Chapter 3 Data transformation

We aim at merging all data into one tidy master data frame within which each observation will correspond to one country and one year.

3.1 Selecting the time range

We hope to keep a sufficiently wide range so as to observe clear change in energy consumption behavior across time, while at the same time reducing missing data for as many countries as possible.

We choose to restrict our multivariate analysis to the narrowest time range. This is exactly the intersection of all ranges : 1990-2019.

We note that this plot does not tell us anything about missing values. Indeed, a given observation might be missing although within the time range of the data set.

3.2 Selecting the variables

We hope to be able to analyze and understand the cross-correlation between energy consumption and human development. To do so, we need the following:

Data indicators for HDI and all its major components, namely: GDP, life_expectancy, years_of_schooling;
Figures for consumption per energy type;
Population data and other country indicators like geographic region.

3.3 Data transformation procedure

Our data transformation works as follows.

Determine the needed variables from the respective datasets
Create dataframes for each of the datasets that only contains the needed variables and time frames to avoid having an unnecessarily large final dataframe that would slow down analyses

Energy data
GDP data
Life expectancy data
Schooling data
Population data
HDI data

Filter the dataframes on common ISO codes (unique identifiers for countries) such that only countries for which all dataframes match up are selected. We find that there is little to no variance in the countries from the different datasets but that some include geographic regions that are filtered by this procedure as they do not have ISO codes.
Convert previously wide dataframes into a long format such that each row is one unique observation of country and year
Merge all dataframes on their ISO code and year
Add the country names from the library countrycode based on the ISO codes to guarantee a common naming scheme and simplify interpretation.

We use the resulting master_df as our database in all further analyses.
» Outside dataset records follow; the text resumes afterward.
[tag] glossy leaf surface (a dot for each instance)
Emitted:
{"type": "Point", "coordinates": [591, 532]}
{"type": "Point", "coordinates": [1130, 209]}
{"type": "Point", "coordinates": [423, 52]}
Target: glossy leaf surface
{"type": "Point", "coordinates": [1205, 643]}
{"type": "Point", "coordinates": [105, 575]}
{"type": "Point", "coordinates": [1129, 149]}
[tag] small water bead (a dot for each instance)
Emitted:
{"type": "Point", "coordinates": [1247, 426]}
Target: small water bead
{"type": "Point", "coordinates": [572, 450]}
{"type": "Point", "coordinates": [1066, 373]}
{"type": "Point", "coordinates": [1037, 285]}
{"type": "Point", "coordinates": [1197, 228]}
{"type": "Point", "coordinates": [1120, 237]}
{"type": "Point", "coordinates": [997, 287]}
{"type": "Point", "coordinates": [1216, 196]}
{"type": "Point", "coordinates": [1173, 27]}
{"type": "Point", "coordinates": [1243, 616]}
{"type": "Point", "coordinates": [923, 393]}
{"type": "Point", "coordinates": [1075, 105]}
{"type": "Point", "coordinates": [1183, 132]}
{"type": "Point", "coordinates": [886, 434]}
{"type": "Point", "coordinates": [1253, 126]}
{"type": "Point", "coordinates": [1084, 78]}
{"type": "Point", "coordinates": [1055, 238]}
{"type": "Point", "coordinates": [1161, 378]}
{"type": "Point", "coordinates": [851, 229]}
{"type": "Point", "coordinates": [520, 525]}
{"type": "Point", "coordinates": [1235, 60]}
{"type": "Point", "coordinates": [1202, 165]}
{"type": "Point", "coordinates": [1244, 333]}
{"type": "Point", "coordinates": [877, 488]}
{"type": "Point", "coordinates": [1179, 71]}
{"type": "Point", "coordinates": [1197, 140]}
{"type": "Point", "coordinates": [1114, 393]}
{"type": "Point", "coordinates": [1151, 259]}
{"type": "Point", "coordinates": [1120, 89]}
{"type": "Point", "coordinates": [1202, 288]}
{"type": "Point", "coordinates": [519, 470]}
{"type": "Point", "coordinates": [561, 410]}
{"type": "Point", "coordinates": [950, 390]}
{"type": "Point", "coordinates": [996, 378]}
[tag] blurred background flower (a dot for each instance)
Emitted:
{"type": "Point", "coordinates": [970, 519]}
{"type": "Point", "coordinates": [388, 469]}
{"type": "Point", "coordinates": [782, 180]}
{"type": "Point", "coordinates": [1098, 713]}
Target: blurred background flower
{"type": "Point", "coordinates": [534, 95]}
Of course, we sometimes have to modify or calculate new variables based on the current question.

variable	dataset
ISO_code	worldbank_country_info
HDI	HDI
population	population
years_of_schooling	un_years_of_schooling
life_expectancy	life_expectancy
GDP	worldbank_gdp
fossil_fuel	owid_energy_data
hydro	owid_energy_data
low_carb	owid_energy_data
nuclear	owid_energy_data
other_renew	owid_energy_data
renew	owid_energy_data
solar	owid_energy_data
wind	owid_energy_data
coal	owid_energy_data
gas	owid_energy_data
oil	owid_energy_data
biofuel	owid_energy_data
primary	owid_energy_data